Nach zahlreichen Trainingsstunden in anderen Poledancestudios erfüllt er sich vor knapp einem Jahr den Traum vom eigenen Studio in Horw. Der Grossteil seiner Kundschaft besteht aus Frauen.
Der Grossteil der Poledancer in der Schweiz ist weiterhin weiblich, konkrete Zahlen fehlen aber. Es ist aber beobachtbar, dass Männer aktuell noch eine Minderheit in dieser Szene darstellen. Diese Dynamik könnte sich ändern, da die Popularität des Sports unter Männern wächst. Es zeigt sich, dass es in den letzten Jahren mehr Männer gibt, die sich trauen, diesen Tanzstil auszuprobieren – sei es aus sportlichen, künstlerischen oder persönlichen Gründen. Dennoch ist es oft noch ein Schritt aus der Komfortzone, da gewisse gesellschaftliche Vorurteile weiterhin bestehen.
Die heute 18-jährige Anja Epp wuchs als jüngste von drei Kindern in Flüelen im Kanton Uri auf. Der Ringsport wurde ihr in die Wiege gelegt. Ihre zwei älteren Brüder ringen seit klein auf, ihr Vater ist ein langjähriges Mitglied der Ringerriege Schattdorf. Mit vier Jahren besuchte die kleine Anja zum ersten Mal das Training.
Aktuell trainiert Anja viermal die Woche in der Ringerriege Schattdorf. Auch heute noch gibt es Abende, an denen alle vier Familienmitglieder zusammen trainieren. Einmal die Woche trainiert sie zudem mit dem Schweizer Nationalkader. Sie ist eine von fünf Frauen, die diesem Kreis angehören. Zum Vergleich beträgt die Anzahl der Männer im Kader 40.
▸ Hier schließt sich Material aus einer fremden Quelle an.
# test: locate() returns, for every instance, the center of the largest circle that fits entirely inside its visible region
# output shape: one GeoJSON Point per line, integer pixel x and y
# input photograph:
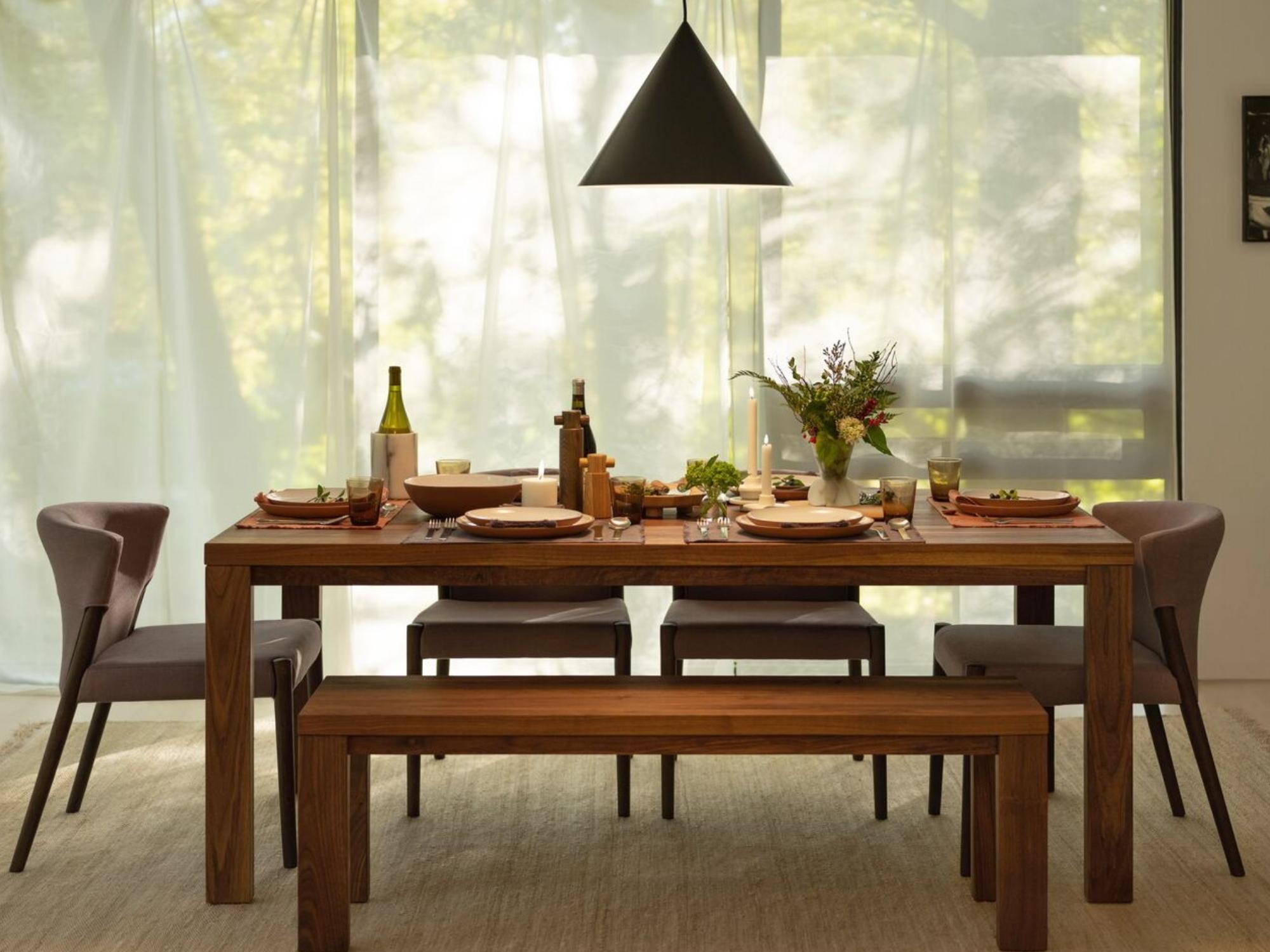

Die Frauenring-Szene in der Schweiz ist klein, weshalb die 18-Jährige im Inland häufig gegen Männer in den Ring muss. Ich hatte die Gelegenheit, sie zu einem Mannschaftsturnier in Horw zu begleiten. Vor Ort waren Vereine aus der ganzen Schweiz und Österreich. Anja und ihre weibliche Mannschaftskollegin waren die einzigen Teilnehmerinnen.
Für die Ringsaison 24/25 sind in der Schweiz etwa 30 Sportlerlizenzen an Frauen vergeben. Damit darf man an regionalen und nationalen Wettkämpfen teilnehmen. Insgesamt sind aktuell 993 Sportlerlizenzen vergeben.
Stereotypen sind Vereinfachungen einer komplexen Welt, die unsere Wahrnehmung, unser Denken und Handeln beeinflussen. Einerseits geben sie uns Sicherheit und Orientierung. Andererseits schreiben sie Personen bestimmte Bedeutungen zu. In diesem Zusammenhang werden kulturell gewachsene geschlechtsdichotome Wertungen, die im Alltag oftmals mit unhinterfragten Privilegien und Benachteiligungen einhergehen, bestätigt. Dies kann man beispielsweise bei den Sportarten Fussball und Tanzen sehen, die eher dem männlichen respektive eher dem weiblichen Geschlecht zugeschrieben werden.
Die Sportart Fussball wird von Mädchen und Frauen in der Schweiz mehr betrieben als früher, auch wenn der Fussball von Jungen und Männern deutlich mehr getätigt wird. Interessant ist es, dass es in den USA einen starken Kontrast gibt: Soccer, also Fussball, wird als eine Sportart wahrgenommen, die typischerweise von Mädchen und Frauen ausgeführt wird.
Um sich die eigenen sportartbezogenen Stereotypen bewusst machen zu können, muss man dies in erster Linie wollen. Bereits zu Beginn in politische Diskussionen abzudriften ist nicht zielführend. Das heisst, man muss die eigenen Selbstverständlichkeiten möglichst situations- und kontextbezogen reflektieren. Das alltägliche, unhinterfragte Handeln soll dabei ins Zentrum gestellt werden und mit den Mitmenschen kritisch diskutiert werden.